"We must become an inclusive community of welcome, equity, and justice that goes beyond hospitality and fairness."
—Luther College Strategic Plan 2018-2023
On August 19, 2020, forty-eight Luther faculty and staff members gathered online for a workshop titled “Confronting Pandemics: Building Culturally Responsive Education.” The goal of this workshop was to increase awareness of racism as a deadly pandemic that we must dismantle just as we seek to eradicate the COVID-19 virus. At Luther College, we aim to dismantle institutional racism through engaged inclusivity (institutional change rooted in the belief that diversity strengthens our community), resulting in a transformation of institutional policies and practices that sustain racial inequities.

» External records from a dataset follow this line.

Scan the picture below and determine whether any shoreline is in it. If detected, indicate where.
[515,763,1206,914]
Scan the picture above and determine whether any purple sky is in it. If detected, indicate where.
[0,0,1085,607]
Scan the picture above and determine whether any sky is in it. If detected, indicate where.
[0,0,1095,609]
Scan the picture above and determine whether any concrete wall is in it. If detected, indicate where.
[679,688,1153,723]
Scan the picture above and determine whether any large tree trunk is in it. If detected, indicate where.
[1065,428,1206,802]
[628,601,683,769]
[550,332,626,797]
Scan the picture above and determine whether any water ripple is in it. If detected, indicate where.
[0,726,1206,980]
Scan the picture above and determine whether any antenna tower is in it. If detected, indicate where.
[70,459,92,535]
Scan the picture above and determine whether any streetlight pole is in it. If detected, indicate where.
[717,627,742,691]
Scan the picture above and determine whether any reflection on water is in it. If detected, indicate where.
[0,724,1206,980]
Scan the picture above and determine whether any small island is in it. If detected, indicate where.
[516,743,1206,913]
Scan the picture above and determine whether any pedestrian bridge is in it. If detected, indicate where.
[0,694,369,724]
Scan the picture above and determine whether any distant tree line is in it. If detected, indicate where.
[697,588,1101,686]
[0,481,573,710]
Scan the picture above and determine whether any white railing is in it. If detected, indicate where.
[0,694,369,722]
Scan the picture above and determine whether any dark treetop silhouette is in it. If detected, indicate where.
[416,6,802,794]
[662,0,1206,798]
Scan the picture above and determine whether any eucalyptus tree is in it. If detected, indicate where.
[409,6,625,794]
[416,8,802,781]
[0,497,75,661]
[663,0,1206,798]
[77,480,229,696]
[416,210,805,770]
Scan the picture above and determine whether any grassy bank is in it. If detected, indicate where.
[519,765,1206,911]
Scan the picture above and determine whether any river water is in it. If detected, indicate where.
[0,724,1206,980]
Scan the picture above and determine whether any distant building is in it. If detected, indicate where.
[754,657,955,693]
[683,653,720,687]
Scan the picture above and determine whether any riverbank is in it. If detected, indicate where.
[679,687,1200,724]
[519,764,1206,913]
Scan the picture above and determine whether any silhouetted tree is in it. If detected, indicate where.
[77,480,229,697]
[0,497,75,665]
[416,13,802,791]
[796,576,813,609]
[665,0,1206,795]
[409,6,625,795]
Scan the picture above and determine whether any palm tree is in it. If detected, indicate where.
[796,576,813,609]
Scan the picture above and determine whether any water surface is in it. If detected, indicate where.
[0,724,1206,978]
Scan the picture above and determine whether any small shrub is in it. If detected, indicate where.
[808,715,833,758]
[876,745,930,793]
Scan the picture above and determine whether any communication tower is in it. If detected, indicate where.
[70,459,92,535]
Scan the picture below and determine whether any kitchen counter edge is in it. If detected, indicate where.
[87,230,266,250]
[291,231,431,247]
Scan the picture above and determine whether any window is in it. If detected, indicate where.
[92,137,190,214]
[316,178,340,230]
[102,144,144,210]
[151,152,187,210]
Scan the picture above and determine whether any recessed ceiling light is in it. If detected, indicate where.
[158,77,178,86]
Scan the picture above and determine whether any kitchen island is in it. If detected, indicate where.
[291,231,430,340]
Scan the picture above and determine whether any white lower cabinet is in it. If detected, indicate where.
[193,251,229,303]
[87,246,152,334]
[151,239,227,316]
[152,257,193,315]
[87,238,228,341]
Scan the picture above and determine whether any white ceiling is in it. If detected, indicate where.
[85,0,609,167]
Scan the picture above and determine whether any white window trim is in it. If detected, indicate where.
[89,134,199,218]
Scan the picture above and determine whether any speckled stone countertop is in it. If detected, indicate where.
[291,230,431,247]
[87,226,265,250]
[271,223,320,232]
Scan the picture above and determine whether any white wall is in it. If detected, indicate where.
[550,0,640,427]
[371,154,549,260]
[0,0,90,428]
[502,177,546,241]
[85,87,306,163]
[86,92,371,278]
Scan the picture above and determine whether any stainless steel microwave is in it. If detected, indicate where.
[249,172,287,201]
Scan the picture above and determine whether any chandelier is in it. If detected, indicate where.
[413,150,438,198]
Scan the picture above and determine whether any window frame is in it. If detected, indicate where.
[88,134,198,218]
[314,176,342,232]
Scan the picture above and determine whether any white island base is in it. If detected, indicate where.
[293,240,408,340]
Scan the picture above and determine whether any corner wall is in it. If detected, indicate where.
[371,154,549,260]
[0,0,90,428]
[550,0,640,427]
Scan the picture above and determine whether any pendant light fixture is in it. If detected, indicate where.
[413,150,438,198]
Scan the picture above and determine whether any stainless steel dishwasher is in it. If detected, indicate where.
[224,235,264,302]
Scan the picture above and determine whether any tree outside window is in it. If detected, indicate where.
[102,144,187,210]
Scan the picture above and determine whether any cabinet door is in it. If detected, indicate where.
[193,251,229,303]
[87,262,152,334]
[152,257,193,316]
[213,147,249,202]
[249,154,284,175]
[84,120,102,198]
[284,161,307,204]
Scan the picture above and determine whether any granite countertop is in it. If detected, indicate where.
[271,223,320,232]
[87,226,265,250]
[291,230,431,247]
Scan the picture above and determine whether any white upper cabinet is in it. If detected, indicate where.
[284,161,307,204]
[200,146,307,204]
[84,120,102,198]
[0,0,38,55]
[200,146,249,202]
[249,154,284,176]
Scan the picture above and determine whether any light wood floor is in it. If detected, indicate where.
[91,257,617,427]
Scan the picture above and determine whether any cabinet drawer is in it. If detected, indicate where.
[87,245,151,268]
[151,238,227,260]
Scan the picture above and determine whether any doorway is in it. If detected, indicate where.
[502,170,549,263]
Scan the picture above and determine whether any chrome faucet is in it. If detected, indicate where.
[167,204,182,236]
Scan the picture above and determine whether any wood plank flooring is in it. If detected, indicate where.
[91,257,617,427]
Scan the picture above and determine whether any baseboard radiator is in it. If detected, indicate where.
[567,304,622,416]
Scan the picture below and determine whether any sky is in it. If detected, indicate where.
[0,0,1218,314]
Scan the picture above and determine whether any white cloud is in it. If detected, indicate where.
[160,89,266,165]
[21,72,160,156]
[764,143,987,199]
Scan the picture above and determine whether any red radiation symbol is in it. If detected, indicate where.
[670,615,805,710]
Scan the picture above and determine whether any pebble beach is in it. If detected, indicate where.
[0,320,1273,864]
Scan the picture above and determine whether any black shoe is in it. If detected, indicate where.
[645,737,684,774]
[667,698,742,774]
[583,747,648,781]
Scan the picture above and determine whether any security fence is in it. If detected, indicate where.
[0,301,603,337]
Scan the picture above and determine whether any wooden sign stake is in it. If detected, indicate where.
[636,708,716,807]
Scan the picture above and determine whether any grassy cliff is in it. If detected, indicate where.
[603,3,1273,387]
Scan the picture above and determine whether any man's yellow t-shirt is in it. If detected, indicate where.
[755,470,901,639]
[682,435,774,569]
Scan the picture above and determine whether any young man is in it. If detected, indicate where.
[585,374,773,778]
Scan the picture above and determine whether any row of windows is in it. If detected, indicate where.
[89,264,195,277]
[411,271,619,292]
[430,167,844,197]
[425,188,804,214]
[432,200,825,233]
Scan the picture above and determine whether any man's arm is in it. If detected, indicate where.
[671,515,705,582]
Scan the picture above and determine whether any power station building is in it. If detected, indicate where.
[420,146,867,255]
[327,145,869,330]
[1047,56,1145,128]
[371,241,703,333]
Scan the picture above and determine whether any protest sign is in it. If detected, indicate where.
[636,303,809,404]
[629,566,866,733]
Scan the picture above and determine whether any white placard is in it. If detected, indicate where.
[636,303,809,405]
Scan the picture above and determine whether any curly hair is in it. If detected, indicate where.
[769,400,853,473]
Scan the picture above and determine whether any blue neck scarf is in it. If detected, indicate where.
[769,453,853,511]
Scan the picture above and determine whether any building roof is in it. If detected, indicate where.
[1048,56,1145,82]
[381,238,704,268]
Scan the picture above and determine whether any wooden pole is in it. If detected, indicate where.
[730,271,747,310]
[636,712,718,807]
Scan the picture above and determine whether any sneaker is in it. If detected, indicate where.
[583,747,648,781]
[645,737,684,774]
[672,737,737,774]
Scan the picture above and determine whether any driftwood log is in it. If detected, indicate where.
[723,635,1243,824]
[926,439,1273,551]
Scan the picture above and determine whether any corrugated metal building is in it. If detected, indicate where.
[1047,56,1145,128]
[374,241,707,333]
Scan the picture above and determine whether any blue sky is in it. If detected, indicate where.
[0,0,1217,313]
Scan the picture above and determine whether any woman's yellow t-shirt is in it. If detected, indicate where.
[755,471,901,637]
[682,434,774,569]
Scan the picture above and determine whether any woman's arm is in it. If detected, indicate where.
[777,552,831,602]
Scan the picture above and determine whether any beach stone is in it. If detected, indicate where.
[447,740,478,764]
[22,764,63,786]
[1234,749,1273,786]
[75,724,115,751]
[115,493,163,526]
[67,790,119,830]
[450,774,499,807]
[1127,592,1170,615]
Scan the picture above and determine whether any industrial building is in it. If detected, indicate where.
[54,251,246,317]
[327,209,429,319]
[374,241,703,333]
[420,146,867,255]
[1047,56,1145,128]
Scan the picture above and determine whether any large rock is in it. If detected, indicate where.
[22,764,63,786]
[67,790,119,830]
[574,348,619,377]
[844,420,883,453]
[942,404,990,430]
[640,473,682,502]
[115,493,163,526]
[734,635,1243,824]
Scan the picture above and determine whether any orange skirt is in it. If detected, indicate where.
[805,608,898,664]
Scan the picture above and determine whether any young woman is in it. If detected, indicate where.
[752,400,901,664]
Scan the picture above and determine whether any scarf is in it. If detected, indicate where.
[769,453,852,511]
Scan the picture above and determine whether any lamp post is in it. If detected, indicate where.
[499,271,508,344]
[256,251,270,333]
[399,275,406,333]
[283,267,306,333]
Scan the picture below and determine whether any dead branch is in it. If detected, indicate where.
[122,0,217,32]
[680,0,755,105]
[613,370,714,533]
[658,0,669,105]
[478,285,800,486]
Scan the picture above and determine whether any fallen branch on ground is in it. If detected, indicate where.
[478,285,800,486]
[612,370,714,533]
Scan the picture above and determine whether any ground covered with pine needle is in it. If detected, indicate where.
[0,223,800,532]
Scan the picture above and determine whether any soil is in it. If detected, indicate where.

The Luther community has long engaged in equity work, but there is much more to do. Goal 3 of our strategic plan “Inspired. Empowered. Engaged. Luther College Strategic Plan 2018-2023” states that “Luther College will be a community that champions inclusive excellence as a core value,” and this summer President Ward articulated a series of action steps by which students, faculty, and staff will combat institutional racism and “seek justice, equity, and peace.” In the Confronting Pandemics workshop faculty and staff looked at national demographic data as well as data about the racial makeup of Luther students and how well the College retains students of various racialized groups. Such data demonstrates clearly that a healthy, sustainable future depends upon making Luther a community where all students, but Black, Latinx, Asian, and indigenous identifying students in particular, can thrive and succeed.
We asked workshop participants to identify narratives that have prevented us from creating an equity based campus and to articulate visions of an ideal and equitable campus. We identified resources and actions that we need to get there. Faculty and staff want more resources and information about white privilege, for example. We want to focus on becoming anti-racist and pursue equity rather than equality. Faculty and staff expressed interest in more workshops and training for all.
The final segment of the workshop asked faculty and staff members to discuss particular action steps to which they will personally commit in the coming months. Here is a sample of action items that workshop participants generated:
- I plan to include discussion of equity and inclusion in training new student workers in my office.
- I will share my fall course syllabi with my workshop small group to get feedback on the documents’ language, tone, and any underlying assumptions about students that may be deficit-minded.
- I will be working on a project related to inclusion and equity in Luther study abroad programs.
- I plan to talk with students at the beginning of the term about intent versus impact in classroom discussions.
- I will be reviewing campus facilities and resources to determine how to make them more accessible to all students.
- I will be more intentional about learning students’ names.
- I will create more inclusive headlines and content in media.
- I will work to get equity minded general education passed, emphasize equity in program reductions.
- I will create a working group for white faculty who want to examine, confront, and transform their own complicity with institutional racism and white supremacy.
- I will work on my own biases and defensive strategies that emerge in classroom dialogue and in work with students.
This fall the health and well-being of the Luther community requires our taking individual and collective action to combat two viruses that threaten our work together. Even as we take steps to combat the Coronavirus, we must remember that racism is a pandemic with a much longer and deadlier history than COVID-19. Racial inequities will continually infect and weaken our community unless we work conscientiously to dismantle them and to pursue engaged inclusivity for every individual member.